Referring to FIG. 17, in some embodiments of the invention, the
sensors may include a sensor 64h that is located at the end of the
tubing hanger running tool to provide indication of the proximity
of a landout interface for a particular component. The marine riser
24 is not depicted in FIG. 17 for purposes of clarity. As an
example, the sensor 64h may be an acoustic sensor. As a more
specific example, the sensor 64h may be a sonar antenna to provide
an acoustic image of the tubing hanger landing area in the well
tree 31 so that proximity to the landing out of the tubing hanger
72 on the well head may be ascertained. For this embodiment, active
sonar may be used and the string 22 may include a sonar
transmitter.
Referring to FIG. 18, in some embodiments of the invention, the
sensors may include various sensors to detect the possibility of
hydrate or wax buildup downhole. In this manner, the sensors may
include a sensor 64i that is located in the central passageway of
the production tubing 74 to measure the flow of a particular fluid
as well as other sensors 64j that measure various chemical and
other properties downhole that typically accompany or precede
hydrate or wax buildup. For example, the sensors 64j may include a
temperature sensor, as the temperature is a key factor in the
formation of wax deposits and hydrate formations.

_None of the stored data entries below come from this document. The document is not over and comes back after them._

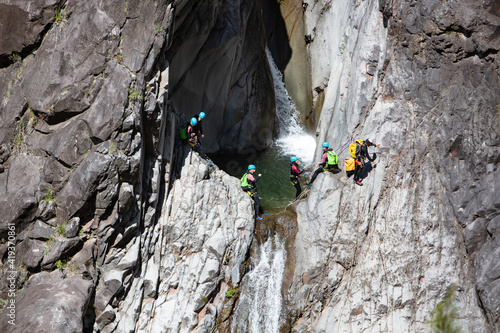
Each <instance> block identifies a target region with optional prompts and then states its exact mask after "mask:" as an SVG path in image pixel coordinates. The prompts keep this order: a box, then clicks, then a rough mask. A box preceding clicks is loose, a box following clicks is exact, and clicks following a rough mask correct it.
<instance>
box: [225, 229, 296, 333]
mask: <svg viewBox="0 0 500 333" xmlns="http://www.w3.org/2000/svg"><path fill="white" fill-rule="evenodd" d="M255 260H256V261H258V263H257V264H256V266H255V267H254V268H253V269H252V270H251V271H250V272H249V273H247V274H246V275H245V277H244V278H243V281H242V283H241V285H242V287H241V294H240V298H239V299H238V303H237V306H236V309H235V312H234V315H233V319H232V325H231V332H232V333H237V332H250V333H262V332H268V333H275V332H276V333H278V332H279V328H280V323H279V320H280V315H281V285H282V282H283V272H284V270H285V260H286V252H285V248H284V245H283V243H282V242H281V240H280V239H279V238H278V237H275V238H269V239H268V240H267V241H266V242H265V243H264V244H262V245H261V246H260V249H259V255H258V257H257V258H256V259H255Z"/></svg>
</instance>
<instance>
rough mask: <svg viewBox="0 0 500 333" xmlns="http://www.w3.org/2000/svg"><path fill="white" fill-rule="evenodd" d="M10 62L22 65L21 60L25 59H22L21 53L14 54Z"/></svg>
mask: <svg viewBox="0 0 500 333" xmlns="http://www.w3.org/2000/svg"><path fill="white" fill-rule="evenodd" d="M9 60H10V61H12V63H13V64H17V63H20V62H21V60H23V59H22V58H21V56H20V55H19V53H12V54H11V55H10V56H9Z"/></svg>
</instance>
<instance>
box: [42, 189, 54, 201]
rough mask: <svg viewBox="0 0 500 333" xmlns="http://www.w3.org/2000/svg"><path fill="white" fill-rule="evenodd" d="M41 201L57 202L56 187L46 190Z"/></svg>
mask: <svg viewBox="0 0 500 333" xmlns="http://www.w3.org/2000/svg"><path fill="white" fill-rule="evenodd" d="M41 201H46V202H53V203H55V202H56V191H55V190H54V187H52V186H51V185H50V186H47V187H46V188H45V191H44V193H43V196H42V200H41Z"/></svg>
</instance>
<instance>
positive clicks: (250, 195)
mask: <svg viewBox="0 0 500 333" xmlns="http://www.w3.org/2000/svg"><path fill="white" fill-rule="evenodd" d="M245 175H247V181H248V184H249V186H242V187H241V189H242V190H243V191H245V192H248V194H250V196H251V197H252V199H253V201H254V202H255V213H256V214H257V215H261V214H264V211H263V210H262V206H261V204H260V198H259V194H258V193H257V185H256V184H255V183H257V181H258V180H259V179H260V176H254V175H252V174H251V173H250V172H247V173H245ZM249 175H251V176H252V177H253V178H254V179H253V180H250V179H248V176H249Z"/></svg>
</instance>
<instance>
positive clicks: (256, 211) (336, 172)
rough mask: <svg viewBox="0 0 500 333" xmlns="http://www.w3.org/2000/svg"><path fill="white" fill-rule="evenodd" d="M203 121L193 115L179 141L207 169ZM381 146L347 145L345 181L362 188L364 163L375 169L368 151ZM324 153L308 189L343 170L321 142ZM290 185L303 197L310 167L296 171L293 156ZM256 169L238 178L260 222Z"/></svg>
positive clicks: (185, 127) (262, 210)
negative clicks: (319, 174)
mask: <svg viewBox="0 0 500 333" xmlns="http://www.w3.org/2000/svg"><path fill="white" fill-rule="evenodd" d="M203 118H205V113H204V112H200V114H198V115H195V116H194V117H193V118H191V120H190V121H189V122H188V123H187V124H186V126H184V127H183V128H182V130H181V133H180V137H181V139H182V140H183V141H187V143H188V144H189V145H190V146H191V147H192V149H193V150H194V151H196V152H197V153H198V154H200V156H201V157H202V158H203V159H205V160H207V161H208V164H209V165H212V164H213V163H212V161H211V160H210V159H209V158H208V157H207V156H206V155H205V154H204V153H203V150H202V148H201V144H200V138H203V137H204V135H203V128H202V121H203ZM348 142H349V141H348ZM370 146H374V147H378V146H380V143H377V144H375V143H374V142H373V140H372V139H366V140H356V141H354V142H352V143H351V144H350V145H349V152H350V155H351V157H350V158H346V159H345V170H346V174H347V177H351V176H352V175H354V183H355V184H356V185H359V186H362V185H363V182H362V181H363V178H364V177H365V174H366V172H365V162H366V160H368V161H369V163H370V166H375V163H376V162H375V159H376V158H377V154H376V153H373V155H372V156H370V154H369V153H368V147H370ZM321 147H322V149H323V155H322V158H321V162H320V163H319V164H318V166H319V167H318V168H317V169H316V170H315V171H314V173H313V175H312V177H311V180H310V181H309V182H306V185H307V186H308V187H311V186H312V183H313V182H314V180H315V179H316V177H317V176H318V175H319V174H320V173H322V172H325V171H329V172H331V173H334V174H336V173H339V172H341V171H342V170H341V169H340V168H339V165H338V155H337V153H335V151H334V150H333V149H332V148H330V144H329V143H328V142H323V144H322V145H321ZM290 163H291V164H290V182H291V183H292V185H293V186H294V187H295V190H296V192H295V198H298V197H299V196H300V194H301V193H302V188H301V187H300V175H301V174H302V173H303V172H304V171H305V170H306V169H307V168H308V167H309V166H307V167H304V168H303V169H302V170H301V169H300V167H299V159H298V158H297V157H296V156H292V157H291V158H290ZM255 170H256V167H255V165H253V164H250V165H249V166H248V168H247V172H245V174H244V175H243V177H241V180H240V181H241V188H242V189H243V191H245V192H247V193H248V194H250V196H251V197H252V199H253V200H254V202H255V212H256V215H257V220H262V219H263V218H262V216H261V215H268V214H267V213H264V212H263V210H262V205H261V204H260V198H259V194H258V192H257V185H256V183H257V181H258V180H259V179H260V177H261V176H262V174H258V175H255Z"/></svg>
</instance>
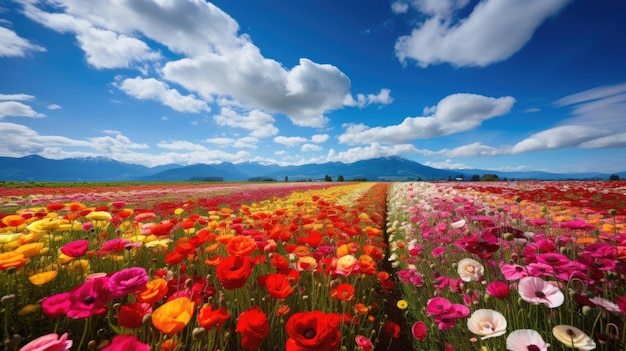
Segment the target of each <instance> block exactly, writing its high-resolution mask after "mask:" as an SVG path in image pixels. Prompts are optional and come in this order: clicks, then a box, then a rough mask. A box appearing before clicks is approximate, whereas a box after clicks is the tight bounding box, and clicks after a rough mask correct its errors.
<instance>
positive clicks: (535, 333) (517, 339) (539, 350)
mask: <svg viewBox="0 0 626 351" xmlns="http://www.w3.org/2000/svg"><path fill="white" fill-rule="evenodd" d="M548 346H550V344H546V342H545V341H543V338H542V337H541V334H539V333H538V332H536V331H534V330H532V329H519V330H515V331H513V332H511V334H509V336H507V338H506V349H507V350H510V351H529V350H533V351H546V350H548Z"/></svg>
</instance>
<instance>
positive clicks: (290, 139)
mask: <svg viewBox="0 0 626 351" xmlns="http://www.w3.org/2000/svg"><path fill="white" fill-rule="evenodd" d="M273 140H274V142H275V143H277V144H282V145H285V146H288V147H292V146H296V145H298V144H302V143H306V142H307V141H308V139H307V138H304V137H285V136H277V137H275V138H274V139H273Z"/></svg>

As another
example, the sensors 64j may include deposition sensors, sensors
that indicate the buildup of, for example, scale (calcium
carbonates etc), ashphaltenes, etc.
A sensor 64l (FIG. 19) may be located in the well tree 31 for
purposes of monitoring the flow rate of a particular injected
chemical that is introduced into the well at the well tree 31.
Other variations are possible.
While the present invention has been described with respect to a
limited number of embodiments, those skilled in the art, having the
benefit of this disclosure, will appreciate numerous modifications
and variations therefrom. It is intended that the appended claims
cover all such modifications and variations as fall within the true
spirit and scope of this present invention.